The Illinois Industrial School for Girls was originally founded as a haven for Civil War orphans. It moved to Park Ridge in 1908, changed its focus and became a home, with classrooms facilities, for emotionally disturbed adolescent girls. The school first operated in Evanston for 32 years and focused on “family life”, education, and training in domestic skills “so that the girls could become independent and productive members of their community.”

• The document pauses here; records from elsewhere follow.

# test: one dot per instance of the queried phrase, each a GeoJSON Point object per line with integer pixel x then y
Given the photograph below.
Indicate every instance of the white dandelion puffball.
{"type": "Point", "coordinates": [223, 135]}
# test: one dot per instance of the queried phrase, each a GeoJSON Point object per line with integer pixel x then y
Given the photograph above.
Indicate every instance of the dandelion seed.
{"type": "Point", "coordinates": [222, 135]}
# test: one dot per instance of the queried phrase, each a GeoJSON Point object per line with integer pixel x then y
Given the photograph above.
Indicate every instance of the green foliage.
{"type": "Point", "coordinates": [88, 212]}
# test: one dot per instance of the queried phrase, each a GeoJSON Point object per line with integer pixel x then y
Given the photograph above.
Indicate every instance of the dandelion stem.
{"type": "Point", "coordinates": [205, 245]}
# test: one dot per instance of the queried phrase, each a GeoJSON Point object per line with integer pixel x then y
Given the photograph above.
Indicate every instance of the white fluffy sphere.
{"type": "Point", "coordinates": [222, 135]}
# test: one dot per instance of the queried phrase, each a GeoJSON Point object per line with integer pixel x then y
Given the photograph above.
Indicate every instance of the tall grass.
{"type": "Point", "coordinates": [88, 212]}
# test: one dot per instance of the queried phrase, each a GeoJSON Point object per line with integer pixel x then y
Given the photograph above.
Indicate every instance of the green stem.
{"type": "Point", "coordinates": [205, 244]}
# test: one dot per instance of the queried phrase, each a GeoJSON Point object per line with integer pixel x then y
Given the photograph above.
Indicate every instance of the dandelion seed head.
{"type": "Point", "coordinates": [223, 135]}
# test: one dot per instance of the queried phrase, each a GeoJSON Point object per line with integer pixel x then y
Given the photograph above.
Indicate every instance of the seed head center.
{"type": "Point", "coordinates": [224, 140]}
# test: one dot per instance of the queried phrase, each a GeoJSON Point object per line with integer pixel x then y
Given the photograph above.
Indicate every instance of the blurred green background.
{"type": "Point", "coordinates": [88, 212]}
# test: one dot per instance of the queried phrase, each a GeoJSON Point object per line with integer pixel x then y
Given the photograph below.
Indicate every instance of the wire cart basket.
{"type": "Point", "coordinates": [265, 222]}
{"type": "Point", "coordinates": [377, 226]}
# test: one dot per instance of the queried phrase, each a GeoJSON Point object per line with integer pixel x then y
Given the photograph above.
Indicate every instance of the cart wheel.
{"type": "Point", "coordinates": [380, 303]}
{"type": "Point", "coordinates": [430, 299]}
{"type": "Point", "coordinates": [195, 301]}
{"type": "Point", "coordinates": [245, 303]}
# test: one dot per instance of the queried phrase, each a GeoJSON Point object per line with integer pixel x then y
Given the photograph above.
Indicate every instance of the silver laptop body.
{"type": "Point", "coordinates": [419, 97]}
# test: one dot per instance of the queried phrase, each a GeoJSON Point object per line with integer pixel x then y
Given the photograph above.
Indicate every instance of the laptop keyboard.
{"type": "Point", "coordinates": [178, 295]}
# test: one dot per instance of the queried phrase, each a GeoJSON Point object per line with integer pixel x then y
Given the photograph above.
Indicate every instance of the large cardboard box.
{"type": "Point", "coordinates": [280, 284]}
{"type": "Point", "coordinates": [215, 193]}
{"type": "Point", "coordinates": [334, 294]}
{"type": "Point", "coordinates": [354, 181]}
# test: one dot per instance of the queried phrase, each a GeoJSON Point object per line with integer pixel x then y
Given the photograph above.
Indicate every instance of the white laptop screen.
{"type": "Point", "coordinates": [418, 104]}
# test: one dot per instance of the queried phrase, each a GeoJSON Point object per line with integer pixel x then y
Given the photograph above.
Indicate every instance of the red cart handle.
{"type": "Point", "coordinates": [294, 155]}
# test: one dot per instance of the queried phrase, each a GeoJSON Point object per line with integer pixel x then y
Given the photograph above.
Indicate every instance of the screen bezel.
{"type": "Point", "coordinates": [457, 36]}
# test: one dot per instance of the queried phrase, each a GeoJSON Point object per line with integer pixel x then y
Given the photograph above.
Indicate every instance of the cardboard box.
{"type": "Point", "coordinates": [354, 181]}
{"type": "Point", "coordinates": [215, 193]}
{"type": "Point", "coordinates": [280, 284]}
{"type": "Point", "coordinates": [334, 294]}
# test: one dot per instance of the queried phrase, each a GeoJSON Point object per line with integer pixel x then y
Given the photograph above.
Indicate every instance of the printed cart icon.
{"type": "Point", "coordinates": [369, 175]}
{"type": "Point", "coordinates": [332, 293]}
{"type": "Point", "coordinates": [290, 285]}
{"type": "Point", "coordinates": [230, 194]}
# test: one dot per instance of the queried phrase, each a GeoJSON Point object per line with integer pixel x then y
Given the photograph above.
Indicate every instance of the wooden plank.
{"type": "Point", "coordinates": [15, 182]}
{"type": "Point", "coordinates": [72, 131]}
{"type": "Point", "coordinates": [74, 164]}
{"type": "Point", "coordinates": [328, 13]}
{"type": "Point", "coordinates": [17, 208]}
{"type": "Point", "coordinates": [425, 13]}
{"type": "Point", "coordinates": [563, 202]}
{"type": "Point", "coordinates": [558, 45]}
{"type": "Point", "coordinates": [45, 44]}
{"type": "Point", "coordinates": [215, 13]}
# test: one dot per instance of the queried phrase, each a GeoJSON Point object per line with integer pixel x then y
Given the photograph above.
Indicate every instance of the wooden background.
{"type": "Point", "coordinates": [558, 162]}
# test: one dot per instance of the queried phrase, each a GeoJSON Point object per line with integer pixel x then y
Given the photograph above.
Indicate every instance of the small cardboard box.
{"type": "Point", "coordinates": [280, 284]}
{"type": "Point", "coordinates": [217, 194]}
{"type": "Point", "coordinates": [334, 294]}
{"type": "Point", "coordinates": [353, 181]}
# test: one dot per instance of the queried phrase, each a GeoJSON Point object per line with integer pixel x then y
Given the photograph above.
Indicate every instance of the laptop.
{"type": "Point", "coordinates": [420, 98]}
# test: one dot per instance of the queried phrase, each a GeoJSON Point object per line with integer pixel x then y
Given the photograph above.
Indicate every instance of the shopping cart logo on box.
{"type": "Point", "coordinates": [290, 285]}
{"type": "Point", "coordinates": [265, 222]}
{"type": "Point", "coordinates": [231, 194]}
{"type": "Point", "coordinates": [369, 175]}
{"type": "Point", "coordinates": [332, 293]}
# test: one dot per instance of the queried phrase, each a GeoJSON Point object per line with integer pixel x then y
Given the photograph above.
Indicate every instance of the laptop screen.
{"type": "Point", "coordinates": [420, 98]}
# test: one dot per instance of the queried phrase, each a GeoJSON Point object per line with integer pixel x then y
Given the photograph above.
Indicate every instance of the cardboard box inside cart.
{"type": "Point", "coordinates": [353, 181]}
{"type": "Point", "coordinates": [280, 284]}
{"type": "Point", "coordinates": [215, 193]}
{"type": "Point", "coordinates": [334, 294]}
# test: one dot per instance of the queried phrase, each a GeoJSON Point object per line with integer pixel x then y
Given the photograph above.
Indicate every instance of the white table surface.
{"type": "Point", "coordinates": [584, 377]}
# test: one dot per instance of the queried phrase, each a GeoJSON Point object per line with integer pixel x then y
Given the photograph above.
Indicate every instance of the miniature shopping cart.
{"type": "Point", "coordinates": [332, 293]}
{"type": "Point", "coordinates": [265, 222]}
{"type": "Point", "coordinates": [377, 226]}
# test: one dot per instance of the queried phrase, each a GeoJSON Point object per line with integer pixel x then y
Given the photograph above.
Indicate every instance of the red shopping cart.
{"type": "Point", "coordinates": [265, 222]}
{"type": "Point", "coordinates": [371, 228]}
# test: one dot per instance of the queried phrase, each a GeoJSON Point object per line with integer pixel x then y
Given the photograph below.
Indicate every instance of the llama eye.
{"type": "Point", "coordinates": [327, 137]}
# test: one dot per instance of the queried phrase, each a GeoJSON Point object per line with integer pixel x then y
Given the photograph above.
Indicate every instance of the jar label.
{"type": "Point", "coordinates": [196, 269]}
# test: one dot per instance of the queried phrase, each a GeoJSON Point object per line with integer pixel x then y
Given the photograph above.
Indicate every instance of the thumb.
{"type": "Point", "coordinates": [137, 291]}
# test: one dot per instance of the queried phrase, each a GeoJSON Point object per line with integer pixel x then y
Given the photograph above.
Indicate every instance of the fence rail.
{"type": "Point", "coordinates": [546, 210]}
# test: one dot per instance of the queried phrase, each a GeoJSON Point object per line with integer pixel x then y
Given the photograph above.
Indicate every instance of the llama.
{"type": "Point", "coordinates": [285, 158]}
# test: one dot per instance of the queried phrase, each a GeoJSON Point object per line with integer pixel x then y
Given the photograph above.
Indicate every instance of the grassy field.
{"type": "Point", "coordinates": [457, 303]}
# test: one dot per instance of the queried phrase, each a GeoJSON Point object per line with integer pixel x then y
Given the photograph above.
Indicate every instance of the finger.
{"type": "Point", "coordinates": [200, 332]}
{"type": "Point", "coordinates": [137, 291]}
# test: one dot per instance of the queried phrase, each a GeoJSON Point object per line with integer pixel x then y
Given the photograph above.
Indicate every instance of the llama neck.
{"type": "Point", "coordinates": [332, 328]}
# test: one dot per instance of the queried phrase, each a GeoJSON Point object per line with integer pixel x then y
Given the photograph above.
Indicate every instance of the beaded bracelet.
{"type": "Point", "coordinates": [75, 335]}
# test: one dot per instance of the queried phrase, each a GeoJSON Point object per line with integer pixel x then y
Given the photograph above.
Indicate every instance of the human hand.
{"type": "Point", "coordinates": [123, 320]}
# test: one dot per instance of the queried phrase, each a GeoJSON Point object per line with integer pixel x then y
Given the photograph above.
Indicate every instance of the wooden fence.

The school was founded in Evanston in 1877, moved to Park Ridge in 1908, and changed its name to the “Park Ridge School for Girls” in 1913. Originally founded as a home/training school for indigent orphans, it became a destination for girls from the Chicago courts in the late 19th century (a sort of juvenile detention center). Girls were sent here to learn cooking, cleaning, and sewing so that they would be economically self-sufficient upon release. The school was instrumental in the passage of a law by the state legislature in 1881 which asserted that “for each child committed to industrial schools, the county would pay $10.00 monthly plus a certain amounf of clothing.” By 1883, the school’s population had increased to 78, and larger quarters were needed. The forty acre site in Park Ridge was purchased and rented out until 1908, while the building at Sheridan and Main (Old Soldier’s Home) was sold in 1905 with the children placed in temporary homes and insitutions in the interim. By 1913, the school was no longer a state institution and thus had to change their name. By the 1930s, the domestic science curriculum had been replaced by bookkeeping and secretarial courses. During that decade, the school became a fully accredited educational facility.
The school established a state welfare agency for girls in Evanston and was instrumental in the passage of the 1881 law mandating state responsibility (housing/education) for indigent girls. The first charitable baseball game to benefit a philanthropic organization (played in 1908, in the Old Comisky Park) was played on behalf of the Illinois Industrial School for Girls.